I am half way done with Big Bass Zone. So far it its good in theory. I really need a basic fishing book for dummies, How to get your skills back type of book. :LOL2:


https://www.amazon.com/Big-Bass-Zone-Catch-Monster/dp/0883173131/ref=pd_bbs_sr_1?ie=UTF8&s=books&qid=1211160146&sr=8-1


----------



## FishinsMyLife (May 18, 2008)

I've been wanting to read that BBZ book..Sowbelly is a pretty good read about the quest for the world record bass.


----------



## SnowmanJon (May 18, 2008)

Thanks guys I picked up a copy of 

The Freshwater Angler

Largemouth Bass

Tournament-tested patterns for cathcing Big Bass in Lakes, River, Reserviors

thats what the cover of the book says. It's the only one that kinda showed theory about where the bass are compared to season, water temps, and conditions. Shows somethings on depth finders and some ideas on how to find the pattern.

I also picked up every bass mag I could find. I'm going to be gone on a cruise...4 hour plane flight and a week of doing nothing.
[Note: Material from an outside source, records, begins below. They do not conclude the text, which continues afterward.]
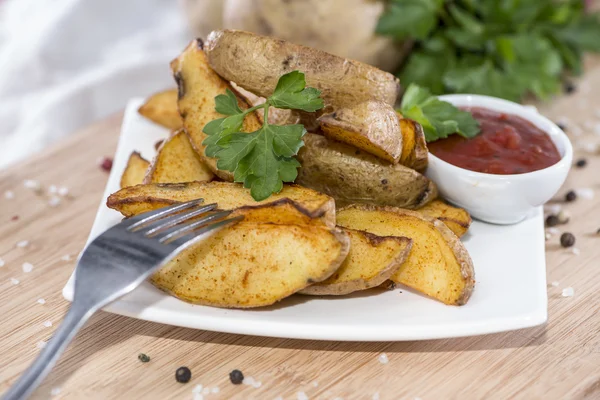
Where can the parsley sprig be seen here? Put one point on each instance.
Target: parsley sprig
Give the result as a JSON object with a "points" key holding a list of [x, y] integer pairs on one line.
{"points": [[438, 118], [265, 158]]}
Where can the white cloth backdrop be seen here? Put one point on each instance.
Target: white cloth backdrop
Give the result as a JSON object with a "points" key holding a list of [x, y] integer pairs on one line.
{"points": [[66, 63]]}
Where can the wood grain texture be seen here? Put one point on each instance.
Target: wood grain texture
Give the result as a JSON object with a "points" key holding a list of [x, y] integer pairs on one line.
{"points": [[558, 361]]}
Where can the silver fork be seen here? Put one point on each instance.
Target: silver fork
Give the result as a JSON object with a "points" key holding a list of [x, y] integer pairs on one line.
{"points": [[114, 264]]}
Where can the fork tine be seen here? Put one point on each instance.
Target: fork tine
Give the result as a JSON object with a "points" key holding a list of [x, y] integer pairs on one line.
{"points": [[185, 228], [150, 216], [172, 220], [194, 236]]}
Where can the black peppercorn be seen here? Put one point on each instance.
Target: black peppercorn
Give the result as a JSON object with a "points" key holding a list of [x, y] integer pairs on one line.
{"points": [[567, 239], [183, 375], [236, 377], [552, 220]]}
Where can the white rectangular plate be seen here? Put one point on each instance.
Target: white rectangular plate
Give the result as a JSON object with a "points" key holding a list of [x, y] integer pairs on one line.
{"points": [[510, 292]]}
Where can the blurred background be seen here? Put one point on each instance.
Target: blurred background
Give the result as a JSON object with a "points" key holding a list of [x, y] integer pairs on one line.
{"points": [[67, 63]]}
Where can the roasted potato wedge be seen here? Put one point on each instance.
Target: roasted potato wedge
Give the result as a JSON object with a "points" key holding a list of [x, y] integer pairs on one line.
{"points": [[372, 126], [162, 108], [135, 170], [438, 265], [455, 218], [177, 161], [137, 199], [253, 264], [352, 176], [257, 62], [198, 86], [371, 261], [414, 147]]}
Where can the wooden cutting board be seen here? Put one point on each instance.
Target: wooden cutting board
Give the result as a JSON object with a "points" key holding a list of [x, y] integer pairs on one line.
{"points": [[557, 361]]}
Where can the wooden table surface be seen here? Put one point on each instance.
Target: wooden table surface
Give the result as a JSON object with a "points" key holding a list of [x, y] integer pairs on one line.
{"points": [[560, 360]]}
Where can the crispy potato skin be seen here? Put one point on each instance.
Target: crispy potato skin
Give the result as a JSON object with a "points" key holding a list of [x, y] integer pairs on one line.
{"points": [[198, 86], [371, 261], [134, 171], [372, 126], [257, 62], [162, 108], [455, 218], [438, 265], [177, 161], [228, 269], [352, 176], [137, 199], [414, 147]]}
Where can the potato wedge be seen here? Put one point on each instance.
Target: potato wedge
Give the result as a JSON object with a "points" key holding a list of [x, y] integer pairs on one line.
{"points": [[455, 218], [372, 126], [135, 200], [352, 176], [176, 162], [162, 108], [257, 62], [414, 147], [253, 264], [371, 261], [135, 170], [438, 265], [198, 86]]}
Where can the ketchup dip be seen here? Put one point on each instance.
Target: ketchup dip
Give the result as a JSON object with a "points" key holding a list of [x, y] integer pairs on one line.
{"points": [[506, 145]]}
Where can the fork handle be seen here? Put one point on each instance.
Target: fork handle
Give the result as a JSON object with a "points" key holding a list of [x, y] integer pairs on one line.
{"points": [[76, 317]]}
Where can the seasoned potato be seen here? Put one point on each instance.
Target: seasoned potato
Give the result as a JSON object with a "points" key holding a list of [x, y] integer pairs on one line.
{"points": [[162, 108], [371, 261], [253, 264], [198, 86], [352, 176], [414, 147], [135, 200], [371, 126], [134, 171], [177, 162], [438, 265], [457, 219], [257, 62]]}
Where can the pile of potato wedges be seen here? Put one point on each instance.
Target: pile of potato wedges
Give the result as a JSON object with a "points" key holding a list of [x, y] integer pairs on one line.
{"points": [[360, 216]]}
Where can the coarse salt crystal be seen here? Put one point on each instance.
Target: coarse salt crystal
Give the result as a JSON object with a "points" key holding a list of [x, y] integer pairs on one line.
{"points": [[301, 396], [568, 292], [54, 201]]}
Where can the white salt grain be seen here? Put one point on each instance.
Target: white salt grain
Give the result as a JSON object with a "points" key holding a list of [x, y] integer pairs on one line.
{"points": [[301, 396], [568, 292], [27, 267]]}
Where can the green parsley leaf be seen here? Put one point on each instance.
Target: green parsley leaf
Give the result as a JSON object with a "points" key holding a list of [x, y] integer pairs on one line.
{"points": [[438, 118]]}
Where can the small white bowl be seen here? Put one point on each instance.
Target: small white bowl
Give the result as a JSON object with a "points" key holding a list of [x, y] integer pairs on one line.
{"points": [[502, 199]]}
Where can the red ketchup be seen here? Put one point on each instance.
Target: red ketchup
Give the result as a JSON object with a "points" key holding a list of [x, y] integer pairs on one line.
{"points": [[506, 145]]}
So I figured I get educated, since now I just fish the bank nothing biting I just fish deeper and slower. Thats about all the theory I have. Gets me fish but my pal Jason can slay them in any kinda conditions. Makes me sick.

JON


----------



## Tompatt (May 19, 2008)

SnowmanJon said:


> Thanks guys I picked up a copy of
> 
> The Freshwater Angler
> 
> ...



my grandpa gave me these fishing books. there are about 10 books. talks about each group of fish and where to go during the seasons. and equipment.


----------



## Captain Ahab (May 19, 2008)

I have a decent collection of fishing related books. I do not go in for the "how to" books, so most of my collection is short story compilations, scientific analysis and such. Want a good educational read - get a copy of H. Bruce Franklin’s _“The Most Important Fish in the Sea.”_

Want something a little lighter - _Chicken Soup for the Fisherman's Soul_ - collection of fishing stories that are funny and well written


----------



## redbug (May 19, 2008)

I have the spoon plugging series by Buck Perry it is a 7 book series that covers everything it is very in depth bit is worth the read.
Wayne


----------



## BLK fisher (May 19, 2008)

I have two books. One is Denny Brauers jig fishing. Very interesting if your into jigs. And the other is Kevin Van Damns book on fishing. He tells you some of his theories and secrets and how to think outside the box.


----------